The big rage in dental advertising right now is products to make your teeth whiter. Whiter teeth do what? I don’t understand why the money I spend on toothpaste is being ploughed into research and advertising for these products. Just give me a toothpaste that keeps crowns and bridges from falling off, stops night tooth grinding, and lets me eat ice cream without worrying about the calories. Is that too much to ask for?
I visited the dentist recently. One of my teeth decided to evict the crown that protected it. The crown, unhappy with that unilateral decision, took some of the tooth with it. Now I have a small stub of a tooth, not much use for anything. I don’t really miss that tooth much. I have lots of other ones to chew with. But my dentist says I can’t run around with a stubby little tooth for very long.
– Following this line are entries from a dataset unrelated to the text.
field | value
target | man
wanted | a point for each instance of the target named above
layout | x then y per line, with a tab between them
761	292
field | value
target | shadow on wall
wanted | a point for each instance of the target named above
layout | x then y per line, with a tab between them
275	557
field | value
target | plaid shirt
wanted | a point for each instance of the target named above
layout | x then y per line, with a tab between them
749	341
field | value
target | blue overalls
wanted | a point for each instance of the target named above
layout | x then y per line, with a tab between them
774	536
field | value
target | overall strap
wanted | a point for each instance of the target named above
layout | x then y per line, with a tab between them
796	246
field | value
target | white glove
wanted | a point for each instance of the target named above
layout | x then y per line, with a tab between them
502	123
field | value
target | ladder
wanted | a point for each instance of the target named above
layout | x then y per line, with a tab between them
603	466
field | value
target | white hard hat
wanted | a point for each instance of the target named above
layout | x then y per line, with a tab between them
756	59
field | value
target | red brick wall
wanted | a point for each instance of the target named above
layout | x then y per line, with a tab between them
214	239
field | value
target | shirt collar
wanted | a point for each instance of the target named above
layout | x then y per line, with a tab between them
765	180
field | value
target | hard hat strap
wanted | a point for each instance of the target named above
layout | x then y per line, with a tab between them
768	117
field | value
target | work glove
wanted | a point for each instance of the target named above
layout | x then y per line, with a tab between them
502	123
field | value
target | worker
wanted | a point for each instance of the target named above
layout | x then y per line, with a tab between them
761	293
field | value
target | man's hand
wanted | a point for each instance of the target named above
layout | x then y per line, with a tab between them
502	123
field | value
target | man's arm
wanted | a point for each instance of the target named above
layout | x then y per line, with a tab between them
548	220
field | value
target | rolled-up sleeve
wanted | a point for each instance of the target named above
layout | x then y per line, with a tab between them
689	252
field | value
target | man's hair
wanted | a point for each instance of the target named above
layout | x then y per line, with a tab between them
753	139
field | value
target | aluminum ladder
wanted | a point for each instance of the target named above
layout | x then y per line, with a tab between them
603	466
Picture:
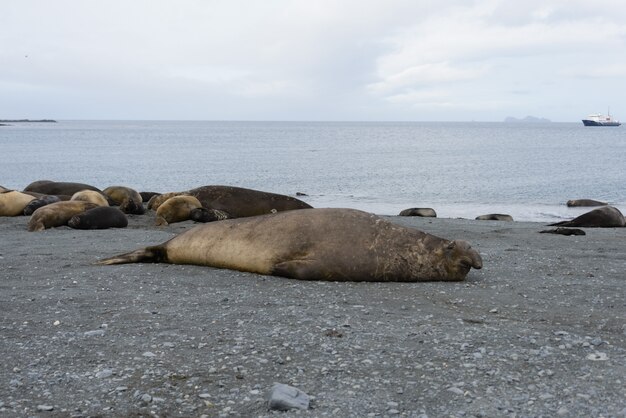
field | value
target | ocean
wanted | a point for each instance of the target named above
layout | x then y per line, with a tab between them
461	169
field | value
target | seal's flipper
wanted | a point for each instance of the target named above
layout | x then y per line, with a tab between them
144	255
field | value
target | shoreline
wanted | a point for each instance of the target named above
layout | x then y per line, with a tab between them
540	330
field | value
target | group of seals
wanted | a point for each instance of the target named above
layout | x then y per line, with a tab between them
316	244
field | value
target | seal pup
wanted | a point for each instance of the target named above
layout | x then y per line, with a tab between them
129	200
584	202
495	217
424	212
316	244
12	202
146	196
57	214
39	202
101	217
240	202
176	209
157	200
205	215
604	217
91	196
58	187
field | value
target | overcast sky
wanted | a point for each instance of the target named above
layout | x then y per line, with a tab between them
412	60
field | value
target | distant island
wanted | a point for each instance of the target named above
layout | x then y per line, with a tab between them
527	119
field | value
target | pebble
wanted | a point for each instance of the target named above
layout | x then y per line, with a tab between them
104	373
284	397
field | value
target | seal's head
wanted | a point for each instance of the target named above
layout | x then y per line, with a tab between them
460	257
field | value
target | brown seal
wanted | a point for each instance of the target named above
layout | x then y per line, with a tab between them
495	217
58	187
146	196
604	217
240	202
12	202
424	212
316	244
176	209
91	196
101	217
157	200
44	200
585	202
57	214
129	200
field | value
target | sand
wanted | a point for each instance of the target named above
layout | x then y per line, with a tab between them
539	331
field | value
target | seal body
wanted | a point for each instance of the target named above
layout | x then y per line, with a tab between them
157	200
425	212
240	202
316	244
129	200
91	196
57	214
604	217
176	209
495	217
101	217
585	202
44	200
12	202
58	187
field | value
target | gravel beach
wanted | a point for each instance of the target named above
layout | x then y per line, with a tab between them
539	331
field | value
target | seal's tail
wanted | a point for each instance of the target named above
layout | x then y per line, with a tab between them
143	255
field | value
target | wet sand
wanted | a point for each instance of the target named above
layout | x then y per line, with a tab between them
540	330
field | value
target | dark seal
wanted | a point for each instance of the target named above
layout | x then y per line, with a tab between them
316	244
604	217
424	212
101	217
239	202
40	202
495	217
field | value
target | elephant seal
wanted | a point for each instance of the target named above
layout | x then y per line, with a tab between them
564	231
205	215
176	209
33	205
146	196
157	200
240	202
424	212
316	244
129	200
58	187
101	217
584	202
57	214
12	202
495	217
604	217
91	196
We’re discussing the merits of a bridge vs an implant. Like many other decisions in life, there are no simple or clear answers. There are merits to both paths, but it is all complicated by what the dental insurance company is willing to contribute towards the various schemes. At first glance, it would seem not much. I don’t really blame the insurance company. Over the years, we have helped several dentists enjoy nice annual vacations and put fish tanks in the waiting areas.
I’m quite okay with having this renegade tooth pulled out and call it a day. My concern, however, is what if the neighbouring teeth stage a rebellion, or start to lay down on the job? Then what?